What do you think about the probability in the blue?

 

[393sh]

Events:
Q=allowed in the country
A=minor mistake
B=lie
C=missing documents
D=successful first appeal
E=failed the first appeal
G= successful second appeal

---

What you have so far:
\(\displaystyle \Pr(Q)=\Pr(D)+\Pr(G|E)\)
\(\displaystyle \Pr(Q)=\Pr(D\cap A) + \Pr(D\cap B) + \Pr(D\cap C)+\Pr(G|E)\)
\(\displaystyle \Pr(Q)=\Pr(D|A)\Pr(A) + \Pr(D|B)\Pr(B) + \Pr(D| C)\Pr(C)+\blue{\Pr(G|E)}\)
Note that: [imath]1-\Pr(D)=\Pr(E)[/imath]

What do you think about the probability in the blue?

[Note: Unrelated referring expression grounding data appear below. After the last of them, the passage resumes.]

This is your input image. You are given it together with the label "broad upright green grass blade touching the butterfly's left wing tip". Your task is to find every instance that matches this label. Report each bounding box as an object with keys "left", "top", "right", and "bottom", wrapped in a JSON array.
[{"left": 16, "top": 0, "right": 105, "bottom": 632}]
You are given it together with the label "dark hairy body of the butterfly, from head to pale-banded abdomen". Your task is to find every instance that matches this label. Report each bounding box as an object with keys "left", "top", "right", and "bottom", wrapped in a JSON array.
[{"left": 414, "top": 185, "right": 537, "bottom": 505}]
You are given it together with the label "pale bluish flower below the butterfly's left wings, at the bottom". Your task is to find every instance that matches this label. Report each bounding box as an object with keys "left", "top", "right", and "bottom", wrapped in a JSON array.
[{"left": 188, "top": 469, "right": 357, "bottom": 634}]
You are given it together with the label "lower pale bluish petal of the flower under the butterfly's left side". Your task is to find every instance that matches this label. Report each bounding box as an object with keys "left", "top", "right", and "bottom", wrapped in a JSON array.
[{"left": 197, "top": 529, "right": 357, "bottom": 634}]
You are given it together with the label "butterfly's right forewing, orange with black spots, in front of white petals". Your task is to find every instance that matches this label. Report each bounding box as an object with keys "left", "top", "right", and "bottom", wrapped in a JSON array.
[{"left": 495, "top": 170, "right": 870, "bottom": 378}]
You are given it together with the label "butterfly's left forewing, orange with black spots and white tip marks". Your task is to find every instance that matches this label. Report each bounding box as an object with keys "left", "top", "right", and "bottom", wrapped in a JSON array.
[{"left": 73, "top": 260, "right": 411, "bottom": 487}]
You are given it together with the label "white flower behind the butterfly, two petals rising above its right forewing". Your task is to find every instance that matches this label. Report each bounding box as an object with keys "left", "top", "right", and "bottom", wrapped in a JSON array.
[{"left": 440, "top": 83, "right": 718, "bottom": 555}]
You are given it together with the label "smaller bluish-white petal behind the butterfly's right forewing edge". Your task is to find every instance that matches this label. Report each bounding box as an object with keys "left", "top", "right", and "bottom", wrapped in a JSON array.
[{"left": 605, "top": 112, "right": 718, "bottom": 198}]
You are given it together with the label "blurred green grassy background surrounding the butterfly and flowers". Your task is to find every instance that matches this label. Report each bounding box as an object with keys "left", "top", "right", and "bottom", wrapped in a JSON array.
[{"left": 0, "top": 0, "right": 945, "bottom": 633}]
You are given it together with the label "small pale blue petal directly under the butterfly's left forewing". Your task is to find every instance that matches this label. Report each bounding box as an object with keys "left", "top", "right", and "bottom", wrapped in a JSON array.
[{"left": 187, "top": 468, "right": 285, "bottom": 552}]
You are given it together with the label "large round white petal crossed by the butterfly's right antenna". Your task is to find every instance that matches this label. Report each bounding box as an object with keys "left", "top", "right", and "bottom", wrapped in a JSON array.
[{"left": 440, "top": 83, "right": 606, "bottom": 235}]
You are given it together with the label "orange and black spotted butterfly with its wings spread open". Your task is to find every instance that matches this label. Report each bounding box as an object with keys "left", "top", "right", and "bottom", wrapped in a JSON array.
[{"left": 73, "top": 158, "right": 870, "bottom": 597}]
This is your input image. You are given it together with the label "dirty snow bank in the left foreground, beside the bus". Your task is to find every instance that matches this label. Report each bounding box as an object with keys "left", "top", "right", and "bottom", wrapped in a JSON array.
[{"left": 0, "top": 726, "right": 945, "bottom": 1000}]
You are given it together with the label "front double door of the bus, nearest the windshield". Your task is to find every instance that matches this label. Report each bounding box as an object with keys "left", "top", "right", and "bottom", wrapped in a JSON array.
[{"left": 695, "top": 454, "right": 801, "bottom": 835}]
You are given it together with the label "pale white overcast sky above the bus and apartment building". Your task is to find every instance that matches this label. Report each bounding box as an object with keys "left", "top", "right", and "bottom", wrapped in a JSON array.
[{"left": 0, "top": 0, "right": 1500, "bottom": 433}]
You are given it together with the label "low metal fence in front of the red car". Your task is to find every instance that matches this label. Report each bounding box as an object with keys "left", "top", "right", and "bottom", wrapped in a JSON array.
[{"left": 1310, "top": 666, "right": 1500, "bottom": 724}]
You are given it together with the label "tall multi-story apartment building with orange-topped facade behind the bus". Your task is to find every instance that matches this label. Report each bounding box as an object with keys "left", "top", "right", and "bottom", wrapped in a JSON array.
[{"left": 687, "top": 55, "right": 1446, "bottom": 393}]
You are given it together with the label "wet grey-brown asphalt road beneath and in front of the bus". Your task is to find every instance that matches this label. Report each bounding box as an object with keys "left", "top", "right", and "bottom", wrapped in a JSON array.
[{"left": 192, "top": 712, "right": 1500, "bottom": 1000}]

Pr(G∣E) : Probability of losing the first appeal but succeeding in the second
This needs to contain P(G|A)*P(A)*P(E|A) =0.95*0.7*(1-0.95) , P(G|B)*P(B)*P(E|B) = (1-0.93)*0.1*0.93 , P(G|C)*P(C)*P(E|C) = (1-0.93)*0.2*0.93
Is right? I am not sure how to express it in a formula

 

[BigBeachBanana]

Pr(G∣E) : Probability of losing the first appeal but succeeding in the second
This needs to contain P(G|A)*P(A)*P(E|A) =0.95*0.7*(1-0.95) , P(G|B)*P(B)*P(E|B) = (1-0.93)*0.1*0.93 , P(G|C)*P(C)*P(E|C) = (1-0.93)*0.2*0.93
Is right? I am not sure how to express it in a formula

The probability of a successful second appeal is independent and the same as the first appeal because the conditional probabilities (0.95, 0.93, 0.93) remained the same. In other words, your chances aren't worse or better than the previous appeal. The second appeal didn't have any "memory" of the first appeal.
[imath]\Pr(Q)=\Pr(D)+\Pr(G\cap E)\\ \Pr(Q)=\Pr(D)+\Pr(G|E)\cdot \Pr(E)\\ \Pr(Q)=\Pr(D) +\Pr(D)\cdot \Pr(E)\\ \Pr(Q)=\Pr(D) +\Pr(D)[1-\Pr(D)] [/imath]